Marcando uma grande mudança na terminologia, os EUA pararam de se referir a territórios-chave como “ocupados” por Israel no relatório anual de direitos humanos do Departamento de Estado.

Divergindo de uma política de décadas de caracterização das Colinas de Golã e Judéia e Samaria como “ocupadas” por Israel, o Departamento de Estado dos Estados Unidos começou a se referir aos territórios como sob “controle” israelense em seu relatório anual de direitos humanos, divulgado na quarta-feira.

A mudança chega em meio a comentários de legisladores norte-americanos como o senador Lindsey Graham expressando apoio ao reconhecimento da soberania israelense sobre as Colinas de Golan, que o Estado judeu capturou em 1967 durante a Guerra dos Seis Dias e anexou para todos os intentos e propósitos em 1981.

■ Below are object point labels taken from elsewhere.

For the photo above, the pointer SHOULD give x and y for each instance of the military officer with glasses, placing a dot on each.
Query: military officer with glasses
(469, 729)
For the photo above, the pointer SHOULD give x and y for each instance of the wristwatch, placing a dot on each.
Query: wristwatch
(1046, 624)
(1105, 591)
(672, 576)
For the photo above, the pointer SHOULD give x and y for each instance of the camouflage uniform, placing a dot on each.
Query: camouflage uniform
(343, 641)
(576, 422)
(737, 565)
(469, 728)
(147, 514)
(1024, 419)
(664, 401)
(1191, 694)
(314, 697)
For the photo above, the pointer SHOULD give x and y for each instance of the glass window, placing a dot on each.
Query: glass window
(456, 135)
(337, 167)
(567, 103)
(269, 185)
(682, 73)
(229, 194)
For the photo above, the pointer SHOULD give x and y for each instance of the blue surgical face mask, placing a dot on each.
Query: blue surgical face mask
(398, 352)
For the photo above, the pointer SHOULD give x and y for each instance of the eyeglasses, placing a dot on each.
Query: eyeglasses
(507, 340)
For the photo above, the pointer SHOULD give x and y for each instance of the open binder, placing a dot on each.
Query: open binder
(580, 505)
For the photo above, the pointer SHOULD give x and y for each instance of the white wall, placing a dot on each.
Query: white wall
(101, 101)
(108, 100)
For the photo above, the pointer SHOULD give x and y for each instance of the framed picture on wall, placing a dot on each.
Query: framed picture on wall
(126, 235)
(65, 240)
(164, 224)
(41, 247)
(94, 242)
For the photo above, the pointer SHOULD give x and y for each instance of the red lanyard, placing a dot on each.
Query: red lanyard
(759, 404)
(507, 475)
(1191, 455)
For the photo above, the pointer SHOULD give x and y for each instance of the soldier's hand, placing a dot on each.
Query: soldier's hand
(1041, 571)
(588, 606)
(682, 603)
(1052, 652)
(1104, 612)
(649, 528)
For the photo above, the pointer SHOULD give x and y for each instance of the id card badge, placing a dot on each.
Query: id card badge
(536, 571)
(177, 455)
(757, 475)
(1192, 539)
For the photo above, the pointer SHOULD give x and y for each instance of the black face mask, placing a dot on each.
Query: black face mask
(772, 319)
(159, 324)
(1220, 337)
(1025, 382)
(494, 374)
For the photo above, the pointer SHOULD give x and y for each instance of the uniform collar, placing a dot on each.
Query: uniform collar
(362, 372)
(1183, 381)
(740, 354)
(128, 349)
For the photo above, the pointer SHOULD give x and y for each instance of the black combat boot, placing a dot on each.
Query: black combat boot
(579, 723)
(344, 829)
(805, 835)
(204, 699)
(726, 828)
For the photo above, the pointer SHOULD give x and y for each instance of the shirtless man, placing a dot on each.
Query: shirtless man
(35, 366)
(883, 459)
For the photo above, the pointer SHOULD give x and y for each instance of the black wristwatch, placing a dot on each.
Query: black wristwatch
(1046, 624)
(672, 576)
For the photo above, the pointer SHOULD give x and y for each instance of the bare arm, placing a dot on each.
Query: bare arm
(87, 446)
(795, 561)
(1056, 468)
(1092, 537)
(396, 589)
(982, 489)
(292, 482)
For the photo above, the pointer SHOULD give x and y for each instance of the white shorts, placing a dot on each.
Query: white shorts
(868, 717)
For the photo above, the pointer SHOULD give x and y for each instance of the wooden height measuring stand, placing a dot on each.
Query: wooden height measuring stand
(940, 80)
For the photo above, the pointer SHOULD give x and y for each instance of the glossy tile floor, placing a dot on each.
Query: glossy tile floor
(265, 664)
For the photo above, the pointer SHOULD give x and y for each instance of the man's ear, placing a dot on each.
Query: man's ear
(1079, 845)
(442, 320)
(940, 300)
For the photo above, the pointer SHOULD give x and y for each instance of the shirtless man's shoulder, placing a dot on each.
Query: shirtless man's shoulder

Graham visitou a área na segunda-feira e comentou: “O Golã não é contestado. Está nas mãos de Israel e sempre permanecerá nas mãos de Israel. Meu objetivo é tentar explicar isso para a administração de [Trump]”.

O relatório do Departamento de Estado também removeu as referências à “ocupação” de seções do relatório anual de direitos humanos que tratam da Judéia e Samaria e da Faixa de Gaza, das quais Israel se desligou completamente em 2005.

Com relação a se uma mudança de política havia ocorrido dentro do Departamento de Estado, um funcionário comentou: “A política sobre o status dos territórios não mudou”, acrescentando que o relatório se concentra em questões de direitos humanos, não em termos relacionados ao direito internacional.

O porta-voz do presidente da Autoridade Palestina, Mahmoud Abbas, Nabil Abu Rudeineh, expressou descontentamento com a mudança na terminologia.

Enquanto isso, Washington anunciou recentemente que vai divulgar o plano de paz do presidente, “acordo do século”, algum tempo depois da eleição de 9 de abril de Israel.